When it came to Kanezaki, though, none of that mattered. What mattered was what might be negotiated on Labee’s behalf.
“If I take this thing,” Dox said, “it squares Livia’s debt with you?”
“I wouldn’t say squares, but—”
“Squares, son. That’s the deal. I save Ms. Diaz via less-than-lethal means, and Livia owes you nothing, not even a cup of coffee if you happen to be in town. You want it or not?”
There was a pause. Kanezaki, with his theatrical pauses. If things didn’t work out at CIA, he could always teach a course on negotiation.
“All right,” Kanezaki said. “Do this, and Livia and I are square.”
Dox spotted the loophole. “Not just square to date. Square forever. Even if she asks for your help again, with Guardian Angel or whatever.”
He was aware he was revealing too much, that Kanezaki would use it as leverage next time. But the damn rascal was already using how much he cared about Labee. And besides, the point wasn’t to protect himself. It was to protect her.
“Come on, Dox. I don’t know what she might ask of me in the future.”
“Neither do I, and I don’t care. Those are my terms.”
“Okay. But then next time she asks me to go out on a limb for her, what’s my incentive?”
Damn, he hadn’t thought of that. “All right. But whatever she might ask of you going forward, when it’s time to collect you come to me first, you son of a bitch.” Which of course Kanezaki was going to do anyway. After all, he’d just done it now.
“Deal,” Kanezaki said, probably with a suppressed smile. “Are you going to bring in Rain?”

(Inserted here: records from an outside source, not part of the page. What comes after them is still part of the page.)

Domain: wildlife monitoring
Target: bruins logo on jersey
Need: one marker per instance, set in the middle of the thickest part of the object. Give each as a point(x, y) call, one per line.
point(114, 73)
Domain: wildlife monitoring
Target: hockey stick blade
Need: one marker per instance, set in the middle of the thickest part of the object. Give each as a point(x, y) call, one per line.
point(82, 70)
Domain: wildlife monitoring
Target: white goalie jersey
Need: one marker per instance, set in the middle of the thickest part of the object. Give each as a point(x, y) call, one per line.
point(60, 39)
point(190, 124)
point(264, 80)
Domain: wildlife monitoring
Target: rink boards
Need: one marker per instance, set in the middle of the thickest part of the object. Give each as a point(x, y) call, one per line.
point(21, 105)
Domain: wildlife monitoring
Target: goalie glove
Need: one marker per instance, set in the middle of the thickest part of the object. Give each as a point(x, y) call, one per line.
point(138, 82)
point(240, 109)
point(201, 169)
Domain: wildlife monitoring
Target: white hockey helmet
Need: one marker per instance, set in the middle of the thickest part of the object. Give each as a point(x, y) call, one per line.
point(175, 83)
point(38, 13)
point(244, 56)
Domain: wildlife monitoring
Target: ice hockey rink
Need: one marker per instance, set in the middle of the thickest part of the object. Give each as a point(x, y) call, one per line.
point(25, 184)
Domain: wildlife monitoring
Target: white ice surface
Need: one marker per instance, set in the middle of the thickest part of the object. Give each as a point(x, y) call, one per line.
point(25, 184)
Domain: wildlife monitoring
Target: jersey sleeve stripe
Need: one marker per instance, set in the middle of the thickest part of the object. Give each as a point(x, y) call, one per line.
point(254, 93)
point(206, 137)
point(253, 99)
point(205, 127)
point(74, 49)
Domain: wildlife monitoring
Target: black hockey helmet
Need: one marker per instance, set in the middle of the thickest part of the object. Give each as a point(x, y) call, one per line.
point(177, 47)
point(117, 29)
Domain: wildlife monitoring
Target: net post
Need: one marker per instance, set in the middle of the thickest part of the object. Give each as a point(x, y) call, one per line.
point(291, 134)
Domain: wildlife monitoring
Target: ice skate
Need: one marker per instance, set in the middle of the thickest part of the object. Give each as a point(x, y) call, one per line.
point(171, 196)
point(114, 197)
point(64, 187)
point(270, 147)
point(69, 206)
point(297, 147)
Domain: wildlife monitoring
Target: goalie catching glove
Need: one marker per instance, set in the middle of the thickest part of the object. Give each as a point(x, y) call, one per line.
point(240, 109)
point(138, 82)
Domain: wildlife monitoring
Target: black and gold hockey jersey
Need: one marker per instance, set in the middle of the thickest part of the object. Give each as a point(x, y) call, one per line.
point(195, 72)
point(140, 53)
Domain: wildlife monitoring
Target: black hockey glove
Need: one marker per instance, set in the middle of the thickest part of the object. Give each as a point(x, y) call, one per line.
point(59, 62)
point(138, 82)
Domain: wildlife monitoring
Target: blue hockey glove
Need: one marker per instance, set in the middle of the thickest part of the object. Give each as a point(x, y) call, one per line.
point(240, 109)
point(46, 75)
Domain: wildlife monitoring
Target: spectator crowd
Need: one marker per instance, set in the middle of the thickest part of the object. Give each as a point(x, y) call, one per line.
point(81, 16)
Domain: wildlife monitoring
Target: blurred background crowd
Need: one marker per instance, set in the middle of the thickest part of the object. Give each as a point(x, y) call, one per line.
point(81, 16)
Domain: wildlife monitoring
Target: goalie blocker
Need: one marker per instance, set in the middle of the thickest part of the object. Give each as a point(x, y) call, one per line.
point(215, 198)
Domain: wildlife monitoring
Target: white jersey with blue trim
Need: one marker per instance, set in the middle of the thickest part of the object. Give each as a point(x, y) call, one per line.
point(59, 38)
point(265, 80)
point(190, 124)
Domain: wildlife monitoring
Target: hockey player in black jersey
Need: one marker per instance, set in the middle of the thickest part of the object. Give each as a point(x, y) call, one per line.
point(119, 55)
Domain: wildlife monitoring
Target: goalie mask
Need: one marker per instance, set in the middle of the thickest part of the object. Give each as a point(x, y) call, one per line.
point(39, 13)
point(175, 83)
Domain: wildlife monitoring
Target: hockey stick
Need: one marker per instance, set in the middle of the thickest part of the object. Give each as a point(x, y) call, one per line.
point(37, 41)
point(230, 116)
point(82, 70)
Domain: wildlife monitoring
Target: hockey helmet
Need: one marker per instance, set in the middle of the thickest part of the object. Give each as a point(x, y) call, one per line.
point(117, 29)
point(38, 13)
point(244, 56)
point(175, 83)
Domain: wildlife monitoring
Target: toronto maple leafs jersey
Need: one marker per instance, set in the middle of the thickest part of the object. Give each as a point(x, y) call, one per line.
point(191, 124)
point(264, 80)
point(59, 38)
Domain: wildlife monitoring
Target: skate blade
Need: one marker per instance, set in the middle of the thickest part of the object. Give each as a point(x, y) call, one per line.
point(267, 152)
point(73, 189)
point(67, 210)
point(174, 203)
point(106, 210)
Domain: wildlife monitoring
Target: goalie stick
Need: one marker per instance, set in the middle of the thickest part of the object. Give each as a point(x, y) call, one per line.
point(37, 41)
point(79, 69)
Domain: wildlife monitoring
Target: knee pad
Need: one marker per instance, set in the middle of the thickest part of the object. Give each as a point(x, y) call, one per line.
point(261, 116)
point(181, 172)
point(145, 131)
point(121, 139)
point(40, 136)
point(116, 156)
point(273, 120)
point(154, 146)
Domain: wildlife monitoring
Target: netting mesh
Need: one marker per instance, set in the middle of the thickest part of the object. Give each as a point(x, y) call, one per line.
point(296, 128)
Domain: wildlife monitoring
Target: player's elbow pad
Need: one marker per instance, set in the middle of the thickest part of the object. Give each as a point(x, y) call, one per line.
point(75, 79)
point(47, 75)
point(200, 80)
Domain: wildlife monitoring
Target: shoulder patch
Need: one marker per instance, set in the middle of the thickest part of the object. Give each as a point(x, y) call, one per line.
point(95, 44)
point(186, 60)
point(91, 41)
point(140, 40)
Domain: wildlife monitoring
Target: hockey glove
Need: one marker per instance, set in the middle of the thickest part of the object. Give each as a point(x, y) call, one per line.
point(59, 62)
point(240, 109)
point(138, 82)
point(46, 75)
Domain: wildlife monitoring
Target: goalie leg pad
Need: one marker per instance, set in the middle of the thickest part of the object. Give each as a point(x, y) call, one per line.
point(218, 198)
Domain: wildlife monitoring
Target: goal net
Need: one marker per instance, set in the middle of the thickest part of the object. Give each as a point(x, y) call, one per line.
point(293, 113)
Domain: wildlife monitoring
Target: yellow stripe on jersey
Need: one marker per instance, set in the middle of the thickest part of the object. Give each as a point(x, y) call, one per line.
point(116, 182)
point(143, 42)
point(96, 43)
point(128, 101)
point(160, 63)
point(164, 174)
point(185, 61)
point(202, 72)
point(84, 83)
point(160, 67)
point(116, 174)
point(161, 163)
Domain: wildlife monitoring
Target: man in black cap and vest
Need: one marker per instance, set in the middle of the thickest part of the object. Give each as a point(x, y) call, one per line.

Dox was glad they were done haggling. The truth was, he had certainly considered asking for John’s help. And it was funny, when they’d first met in Afghanistan, a lifetime earlier, they hadn’t gotten along well, at least not personally. Dox talked too much for John’s taste, though from Dox’s perspective, the problem was that John talked too damn little. But then they’d met again in Rio, where some government dumbasses thought they could get Dox to betray an old comrade in arms for money. They turned out to be wrong, in the dead-wrong sense of the word, and afterward, realizing he could trust someone had just about melted old John’s brain. But they’d had each other’s backs ever since, stumbled into a few adventures—sometimes with Kanezaki’s help, other times at his instigation—did a good deed or two, and somehow even managed to make a little money along the way by outsmarting a few bad guys.
“Nah,” Dox said after a moment. “He and Delilah deserve some peace. He’s always going on about how he’s retired. It’s high time someone acted like he means it.”
“Does he?”
“He thinks he does.”
“Then who?”
“My God, the calumny. Maybe I’ll just handle it all by my capable self, you ever consider that?”
“Come on, we both know less-than-lethal is likely to be more complicated. Who?”
“Sources and methods, son.”
Kanezaki laughed. “That’s my line. Let me guess. Daniel Larison.”
Larison had fallen in with them a few years back in connection with a series of false-flag terror attacks initiated by some of America’s most esteemed political personages. It hadn’t been a great fit initially, and in fact they’d all nearly killed each other before finding a way to work together. And now Larison was on the very short list of people Dox trusted to have his back. More amazing still, he knew, was that Larison felt the same way.
Dox smiled. “Not much I can hide from you, is there?”